Ruled out · shifting ensemble size (Finding 3)

Objection: Gemini dropped out of the pipeline for three weeks (W16–W18), so "five models" was four in exactly the pivot weeks, and a relative metric like outlier share is distorted by a changing denominator. Test: we restricted the handoff to the five weeks where all five models were present ≥80% (W19, W20, W22, W23, W24). On that constant ensemble the handoff survives — Claude 29%→17%, Grok 22%→56%. The early full-corpus Claude shares (42–49%) were inflated by the missing model and should be read as the stable-five figures instead. Confound acknowledged; direction survives the clean denominator.

Acknowledged limits we have not resolved

Three honest ones. Reproducible is not valid: every axis is deterministic arithmetic on frozen embeddings, so a rerun gives the same number — but that rules out only randomness, not whether bge-large encodes meaning faithfully. The whole instrument rests on that one embedding model, and all of its biases are baked silently into every axis. Quantization is lossy: collapsing a continuous geometry to a six-axis ternary state throws away magnitude. The late-week bins are small: Grok's 65% in the all-weeks view is computed on n=20; the stable-five late figure (56%) pools three weeks but is still modest. We report the n alongside every percentage and avoid leaning on any single week.

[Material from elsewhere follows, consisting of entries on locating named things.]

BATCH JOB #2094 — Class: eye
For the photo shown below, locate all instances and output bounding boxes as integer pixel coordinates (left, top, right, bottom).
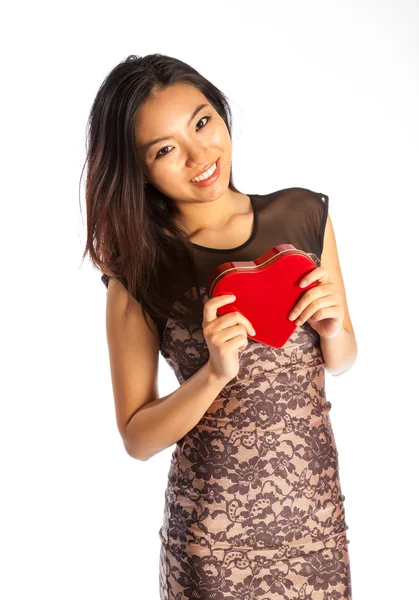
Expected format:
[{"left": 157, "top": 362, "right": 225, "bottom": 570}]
[{"left": 156, "top": 115, "right": 212, "bottom": 158}]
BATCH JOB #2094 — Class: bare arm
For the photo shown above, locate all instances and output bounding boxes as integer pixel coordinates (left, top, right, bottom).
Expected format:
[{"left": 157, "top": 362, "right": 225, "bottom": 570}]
[
  {"left": 126, "top": 363, "right": 227, "bottom": 460},
  {"left": 106, "top": 278, "right": 227, "bottom": 460}
]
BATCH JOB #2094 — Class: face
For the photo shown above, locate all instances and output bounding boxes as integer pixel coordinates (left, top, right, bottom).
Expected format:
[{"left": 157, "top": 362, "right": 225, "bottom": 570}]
[{"left": 135, "top": 83, "right": 231, "bottom": 201}]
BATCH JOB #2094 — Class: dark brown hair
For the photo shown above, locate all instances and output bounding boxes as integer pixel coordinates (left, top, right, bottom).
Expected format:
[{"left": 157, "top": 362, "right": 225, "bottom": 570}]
[{"left": 83, "top": 54, "right": 239, "bottom": 336}]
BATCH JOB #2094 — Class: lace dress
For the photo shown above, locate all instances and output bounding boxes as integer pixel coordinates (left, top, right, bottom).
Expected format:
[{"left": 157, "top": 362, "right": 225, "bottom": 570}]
[{"left": 102, "top": 188, "right": 351, "bottom": 600}]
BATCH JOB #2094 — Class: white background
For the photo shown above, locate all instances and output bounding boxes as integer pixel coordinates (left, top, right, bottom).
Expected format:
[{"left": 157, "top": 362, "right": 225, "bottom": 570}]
[{"left": 0, "top": 0, "right": 419, "bottom": 600}]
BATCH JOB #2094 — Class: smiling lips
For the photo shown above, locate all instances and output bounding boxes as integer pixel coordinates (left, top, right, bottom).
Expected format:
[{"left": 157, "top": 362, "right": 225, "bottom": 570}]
[{"left": 190, "top": 159, "right": 220, "bottom": 187}]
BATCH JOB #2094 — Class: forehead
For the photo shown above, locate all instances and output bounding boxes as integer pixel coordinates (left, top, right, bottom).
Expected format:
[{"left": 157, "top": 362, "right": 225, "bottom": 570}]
[{"left": 135, "top": 83, "right": 208, "bottom": 144}]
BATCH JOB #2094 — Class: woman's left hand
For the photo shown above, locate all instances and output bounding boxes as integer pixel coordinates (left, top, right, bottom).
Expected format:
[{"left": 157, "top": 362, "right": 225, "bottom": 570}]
[{"left": 289, "top": 267, "right": 345, "bottom": 338}]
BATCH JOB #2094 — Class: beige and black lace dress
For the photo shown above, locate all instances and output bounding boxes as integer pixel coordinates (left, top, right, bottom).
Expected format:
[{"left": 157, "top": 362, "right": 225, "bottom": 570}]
[{"left": 102, "top": 188, "right": 351, "bottom": 600}]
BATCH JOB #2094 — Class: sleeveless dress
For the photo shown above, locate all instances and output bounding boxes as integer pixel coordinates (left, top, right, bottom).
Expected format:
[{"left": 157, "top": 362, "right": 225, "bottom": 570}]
[{"left": 102, "top": 187, "right": 352, "bottom": 600}]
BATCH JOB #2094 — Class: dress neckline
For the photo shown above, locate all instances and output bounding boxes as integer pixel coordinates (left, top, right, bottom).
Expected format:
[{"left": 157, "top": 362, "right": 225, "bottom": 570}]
[{"left": 191, "top": 194, "right": 258, "bottom": 254}]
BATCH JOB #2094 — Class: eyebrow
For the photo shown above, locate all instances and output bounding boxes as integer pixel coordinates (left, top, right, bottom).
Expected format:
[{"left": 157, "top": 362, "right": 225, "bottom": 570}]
[{"left": 140, "top": 103, "right": 209, "bottom": 152}]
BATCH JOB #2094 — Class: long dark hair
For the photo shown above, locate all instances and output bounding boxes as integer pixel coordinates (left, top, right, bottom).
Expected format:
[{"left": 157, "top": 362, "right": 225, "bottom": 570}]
[{"left": 83, "top": 54, "right": 239, "bottom": 336}]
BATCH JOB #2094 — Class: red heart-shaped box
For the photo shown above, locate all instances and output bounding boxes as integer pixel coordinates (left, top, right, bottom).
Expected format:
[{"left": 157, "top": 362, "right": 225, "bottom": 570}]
[{"left": 207, "top": 244, "right": 317, "bottom": 348}]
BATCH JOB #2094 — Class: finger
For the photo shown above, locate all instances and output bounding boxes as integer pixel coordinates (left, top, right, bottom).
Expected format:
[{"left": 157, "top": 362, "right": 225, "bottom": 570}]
[
  {"left": 300, "top": 267, "right": 329, "bottom": 287},
  {"left": 288, "top": 283, "right": 335, "bottom": 321},
  {"left": 295, "top": 296, "right": 339, "bottom": 326},
  {"left": 223, "top": 311, "right": 256, "bottom": 335},
  {"left": 311, "top": 306, "right": 342, "bottom": 321},
  {"left": 202, "top": 294, "right": 236, "bottom": 324}
]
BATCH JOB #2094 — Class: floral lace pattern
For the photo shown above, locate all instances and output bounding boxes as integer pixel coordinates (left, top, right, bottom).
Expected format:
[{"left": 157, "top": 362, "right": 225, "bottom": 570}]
[{"left": 159, "top": 254, "right": 351, "bottom": 600}]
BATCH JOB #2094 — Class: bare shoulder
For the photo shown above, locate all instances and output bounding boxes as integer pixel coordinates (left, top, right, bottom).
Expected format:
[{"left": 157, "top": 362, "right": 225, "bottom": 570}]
[
  {"left": 106, "top": 277, "right": 159, "bottom": 453},
  {"left": 321, "top": 214, "right": 355, "bottom": 336}
]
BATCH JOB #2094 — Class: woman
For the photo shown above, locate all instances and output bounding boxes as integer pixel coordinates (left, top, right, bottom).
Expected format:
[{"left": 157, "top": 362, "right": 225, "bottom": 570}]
[{"left": 85, "top": 54, "right": 357, "bottom": 600}]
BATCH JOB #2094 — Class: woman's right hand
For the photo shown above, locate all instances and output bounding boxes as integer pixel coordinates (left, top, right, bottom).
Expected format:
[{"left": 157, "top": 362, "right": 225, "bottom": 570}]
[{"left": 202, "top": 295, "right": 255, "bottom": 382}]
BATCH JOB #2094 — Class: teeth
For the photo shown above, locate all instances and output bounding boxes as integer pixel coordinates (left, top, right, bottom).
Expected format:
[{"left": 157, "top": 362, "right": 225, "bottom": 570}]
[{"left": 191, "top": 162, "right": 217, "bottom": 181}]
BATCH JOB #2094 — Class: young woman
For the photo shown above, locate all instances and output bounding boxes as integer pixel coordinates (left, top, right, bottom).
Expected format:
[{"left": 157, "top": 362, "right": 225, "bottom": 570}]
[{"left": 85, "top": 54, "right": 357, "bottom": 600}]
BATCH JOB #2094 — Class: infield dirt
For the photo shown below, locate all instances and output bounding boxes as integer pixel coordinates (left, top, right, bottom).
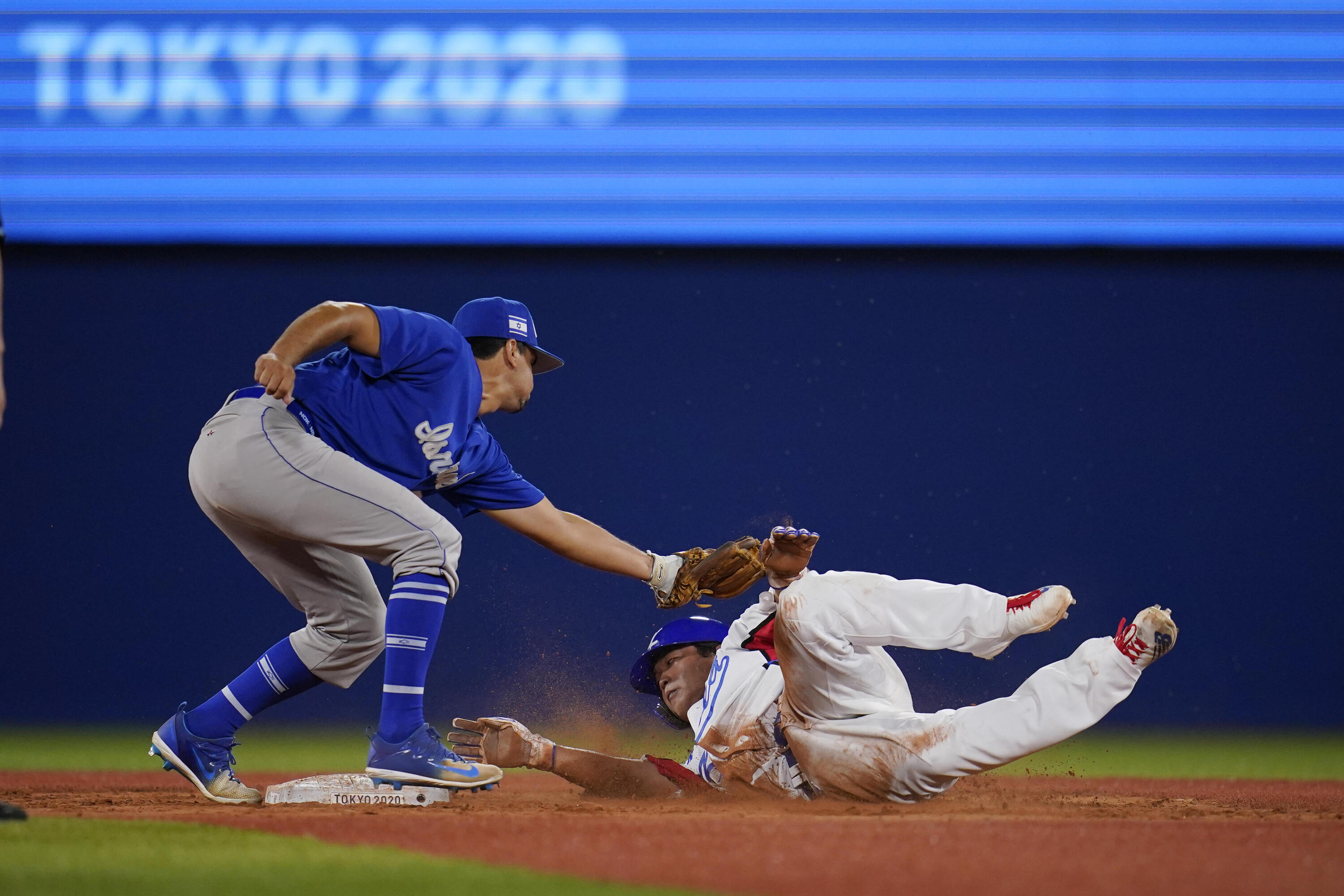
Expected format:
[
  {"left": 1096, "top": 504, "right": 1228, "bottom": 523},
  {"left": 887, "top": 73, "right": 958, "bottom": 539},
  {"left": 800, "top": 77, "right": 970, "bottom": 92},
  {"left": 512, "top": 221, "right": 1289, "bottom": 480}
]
[{"left": 0, "top": 771, "right": 1344, "bottom": 896}]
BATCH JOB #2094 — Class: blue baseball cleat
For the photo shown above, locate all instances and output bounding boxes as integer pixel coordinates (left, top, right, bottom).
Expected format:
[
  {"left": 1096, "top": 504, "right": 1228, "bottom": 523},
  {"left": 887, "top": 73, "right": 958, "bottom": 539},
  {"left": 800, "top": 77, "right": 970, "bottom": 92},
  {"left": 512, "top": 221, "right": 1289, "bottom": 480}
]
[
  {"left": 364, "top": 724, "right": 504, "bottom": 790},
  {"left": 149, "top": 704, "right": 261, "bottom": 806}
]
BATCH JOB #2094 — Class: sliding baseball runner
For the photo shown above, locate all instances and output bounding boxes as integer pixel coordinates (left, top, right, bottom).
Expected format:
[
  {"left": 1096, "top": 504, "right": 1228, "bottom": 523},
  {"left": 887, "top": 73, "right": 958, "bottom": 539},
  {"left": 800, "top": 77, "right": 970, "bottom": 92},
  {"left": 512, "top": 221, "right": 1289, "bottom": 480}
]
[
  {"left": 151, "top": 297, "right": 750, "bottom": 803},
  {"left": 450, "top": 528, "right": 1176, "bottom": 802}
]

Open invitation · help us harden it or break it

The code, prompts, model responses, and raw measurements are public, and replication costs about $50 in API credits. We would rather this page be attacked than admired. Specific things we would find genuinely informative: (1) run the heavy-RLHF-versus-lightly-tuned comparison on this Iran corpus — we have not, and it would test whether the per-model divergence is corpus-inherited here the way it was elsewhere; (2) re-score the absent axis with a second embedding model and see whether the snap survives a different geometry; (3) hand-audit a random sample of high-absent stories to estimate how often the lexical measure mistakes paraphrase for omission; (4) attack the stable-five handoff with a different outlier definition (e.g. second-farthest, or a continuous spread rather than argmax). If any of these breaks a finding, we will say so on this page, the way we have corrected it before. The repository is linked below; the fastest way to confound us is to run it.

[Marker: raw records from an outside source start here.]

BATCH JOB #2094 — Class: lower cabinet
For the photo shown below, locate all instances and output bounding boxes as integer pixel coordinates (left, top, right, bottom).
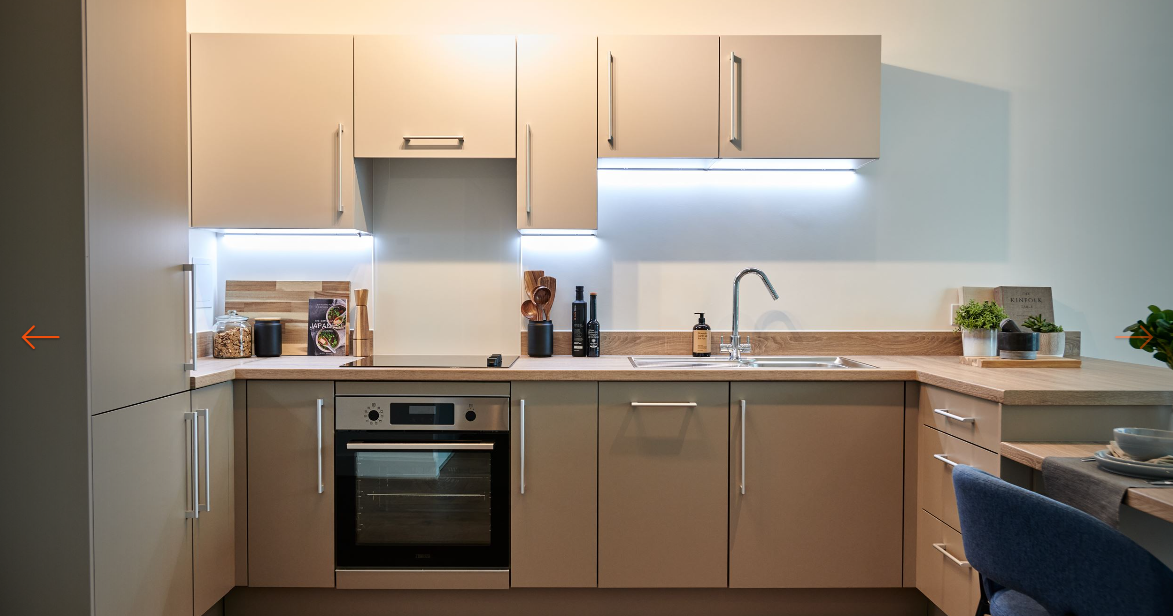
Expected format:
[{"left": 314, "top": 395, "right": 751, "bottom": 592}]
[
  {"left": 246, "top": 380, "right": 334, "bottom": 588},
  {"left": 598, "top": 383, "right": 727, "bottom": 588},
  {"left": 509, "top": 381, "right": 598, "bottom": 588},
  {"left": 728, "top": 381, "right": 904, "bottom": 588},
  {"left": 91, "top": 384, "right": 236, "bottom": 616}
]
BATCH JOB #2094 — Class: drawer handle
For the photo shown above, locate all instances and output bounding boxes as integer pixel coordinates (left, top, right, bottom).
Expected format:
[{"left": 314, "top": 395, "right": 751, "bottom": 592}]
[
  {"left": 933, "top": 408, "right": 977, "bottom": 424},
  {"left": 933, "top": 543, "right": 969, "bottom": 569}
]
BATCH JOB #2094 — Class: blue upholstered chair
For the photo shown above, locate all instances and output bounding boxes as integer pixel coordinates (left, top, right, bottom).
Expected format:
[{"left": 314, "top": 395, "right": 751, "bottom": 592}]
[{"left": 952, "top": 465, "right": 1173, "bottom": 616}]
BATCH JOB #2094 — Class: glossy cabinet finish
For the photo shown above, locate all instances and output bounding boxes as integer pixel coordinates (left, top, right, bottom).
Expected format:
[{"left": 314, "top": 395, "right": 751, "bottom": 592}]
[
  {"left": 728, "top": 383, "right": 904, "bottom": 588},
  {"left": 598, "top": 383, "right": 728, "bottom": 588},
  {"left": 354, "top": 35, "right": 516, "bottom": 158},
  {"left": 598, "top": 35, "right": 720, "bottom": 158},
  {"left": 517, "top": 35, "right": 598, "bottom": 230},
  {"left": 92, "top": 392, "right": 196, "bottom": 616},
  {"left": 509, "top": 381, "right": 598, "bottom": 588},
  {"left": 191, "top": 34, "right": 367, "bottom": 230},
  {"left": 718, "top": 35, "right": 880, "bottom": 158},
  {"left": 248, "top": 381, "right": 334, "bottom": 588}
]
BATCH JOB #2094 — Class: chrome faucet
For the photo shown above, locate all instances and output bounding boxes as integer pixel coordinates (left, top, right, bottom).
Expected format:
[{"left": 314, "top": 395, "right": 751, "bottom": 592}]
[{"left": 719, "top": 268, "right": 778, "bottom": 361}]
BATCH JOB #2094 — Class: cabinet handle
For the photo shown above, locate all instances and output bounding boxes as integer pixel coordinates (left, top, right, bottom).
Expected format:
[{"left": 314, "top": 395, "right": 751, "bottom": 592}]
[
  {"left": 318, "top": 398, "right": 326, "bottom": 494},
  {"left": 196, "top": 408, "right": 212, "bottom": 512},
  {"left": 933, "top": 408, "right": 977, "bottom": 424},
  {"left": 183, "top": 263, "right": 199, "bottom": 371},
  {"left": 521, "top": 400, "right": 526, "bottom": 494},
  {"left": 933, "top": 543, "right": 969, "bottom": 569},
  {"left": 741, "top": 400, "right": 745, "bottom": 494},
  {"left": 183, "top": 411, "right": 199, "bottom": 520}
]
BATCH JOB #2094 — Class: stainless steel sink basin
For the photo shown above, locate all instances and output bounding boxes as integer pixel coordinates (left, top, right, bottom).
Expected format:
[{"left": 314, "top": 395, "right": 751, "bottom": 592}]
[{"left": 629, "top": 356, "right": 875, "bottom": 370}]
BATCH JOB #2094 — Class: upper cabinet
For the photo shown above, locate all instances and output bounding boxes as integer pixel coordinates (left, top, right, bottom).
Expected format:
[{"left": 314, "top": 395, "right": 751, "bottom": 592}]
[
  {"left": 517, "top": 36, "right": 598, "bottom": 232},
  {"left": 713, "top": 36, "right": 880, "bottom": 158},
  {"left": 354, "top": 35, "right": 516, "bottom": 158},
  {"left": 598, "top": 36, "right": 720, "bottom": 158},
  {"left": 191, "top": 34, "right": 369, "bottom": 231}
]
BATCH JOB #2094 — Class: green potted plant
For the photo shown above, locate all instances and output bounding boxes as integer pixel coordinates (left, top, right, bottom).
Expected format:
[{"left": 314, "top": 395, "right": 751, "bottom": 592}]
[
  {"left": 1023, "top": 314, "right": 1067, "bottom": 357},
  {"left": 1124, "top": 306, "right": 1173, "bottom": 368},
  {"left": 954, "top": 299, "right": 1006, "bottom": 357}
]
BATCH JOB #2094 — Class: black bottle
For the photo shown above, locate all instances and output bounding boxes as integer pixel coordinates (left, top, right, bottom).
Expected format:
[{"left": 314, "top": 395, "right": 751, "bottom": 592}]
[
  {"left": 570, "top": 286, "right": 587, "bottom": 357},
  {"left": 587, "top": 293, "right": 599, "bottom": 357}
]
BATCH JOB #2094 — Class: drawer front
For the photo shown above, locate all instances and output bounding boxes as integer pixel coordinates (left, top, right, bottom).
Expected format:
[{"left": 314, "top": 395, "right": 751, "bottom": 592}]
[
  {"left": 916, "top": 509, "right": 981, "bottom": 616},
  {"left": 921, "top": 385, "right": 1002, "bottom": 452},
  {"left": 916, "top": 426, "right": 1001, "bottom": 529}
]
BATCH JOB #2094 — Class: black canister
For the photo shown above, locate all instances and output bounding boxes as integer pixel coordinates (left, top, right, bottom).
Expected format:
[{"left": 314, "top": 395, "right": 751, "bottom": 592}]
[
  {"left": 526, "top": 320, "right": 554, "bottom": 357},
  {"left": 252, "top": 317, "right": 282, "bottom": 357}
]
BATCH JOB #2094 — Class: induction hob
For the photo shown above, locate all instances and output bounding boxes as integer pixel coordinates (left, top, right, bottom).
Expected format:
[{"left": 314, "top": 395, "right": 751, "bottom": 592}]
[{"left": 343, "top": 353, "right": 518, "bottom": 368}]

What this is, and what it is not

Measured · in sum

Over 85 days and 510 classified segments, on the biggest story of the period: (1) the source-content axis snapped from negative to positive at the war's escalation and held; (2) attribution buffering pinned to its floor over the same span — preserved but walled; (3) on a constant five-model ensemble, the consensus outlier handed off from Claude to Grok as the story matured (Claude 29%→17%, Grok 22%→56%); (4) the ensemble's anti-consensus direction drifted from Iran's history to the live conflict, with wwiii persistently in the circled-but-unsaid set. Each claim is verifiable against the verbatim summaries and the per-week signature data, with no model judging another model anywhere in the stack.

Argued · in sum

We read these measurements together as a portrait of five models collectively metabolizing a war in real time — compressing it while ambiguous, preserving but walling it once undeniable, and converging on a cautious consensus that the bluntest model increasingly broke from. We find this portrait well-supported. It remains interpretation, fenced from the measurements on purpose so it can be weighed — or rejected — independently.

What it is not

This is not a claim that any model is "biased against Iran," that any lab tuned its model to soften the war, or that the preserved-but-walled pattern is wrong reporting. A model buffering a live-conflict claim may often be doing the correct thing. The finding is structural: the same handful of models, deployed as the reading and summarizing layer across institutions at once, moved together in the same direction as this story escalated — and that collective movement is measurable, reproducible, and the same whether or not any single summary was justified.